DRIPs have the ability to provide you with tremendous compounding returns over time. Essentially, a one time purchase can grow to be quite large over time as DRIPs enter you into a never ending growth cycle whereby dividends automatically purchase additional shares which in turn provide an even greater number of shares at the next dividend distribution date. For example, if you had $2,000 invested in Pepsi in 1980, that would be worth more than $150,000 by the end of 2004. You would have started with 80 shares, but by reinvesting dividends, you’d now have 2,800 shares (source: Dividend.com).

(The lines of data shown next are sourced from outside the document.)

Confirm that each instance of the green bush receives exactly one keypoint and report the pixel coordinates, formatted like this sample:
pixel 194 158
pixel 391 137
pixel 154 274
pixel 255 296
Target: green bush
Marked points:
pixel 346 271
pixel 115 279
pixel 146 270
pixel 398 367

Another great benefit of reinvesting dividends is the ability to automate purchases. This ‘set it and forget it’ approach essentially takes the ‘financial noise’ out of the equation when trying to decide whether or not you should make a stock purchase. Too often we are bombarded with scary headlines about the stock market and the direction it is headed in. These “news” sources might convince you, at times, to not invest or reinvest your dividend distributions. By enrolling in a DRIP, the thought process is essentially removed from the equation as every dividend received is automatically used to purchase additional shares. By having this autopilot approach you are afforded the luxury of putting your dividend distribution to work immediately which, as mentioned above, simply affords you portfolio faster growth.
These days DRIPs are very flexible in nature. You have the choice of determining full or partial enrollment with each investment you make. Say, for instance, you’d like to grow your portfolio by adding additional shares but also are looking for some dividend spending cash with each distribution. Solution: Enroll in a partial DRIP whereby a portion of your dividends purchase additional shares while the rest are given to you as cash. It is fully up to you to decide. Some stock brokerages even allow a flexible DRIP whereby dividends received in one company can purchase shares in another. Typically, DRIPs can only be reinvested into shares of the company that paid them. Scottrade, for example offers this flexible DRIP program whereby dividend distributions of, say Coca Cola, can be used to purchase shares in Pepsi. This is a great way to add diversity within your dividend income portfolio.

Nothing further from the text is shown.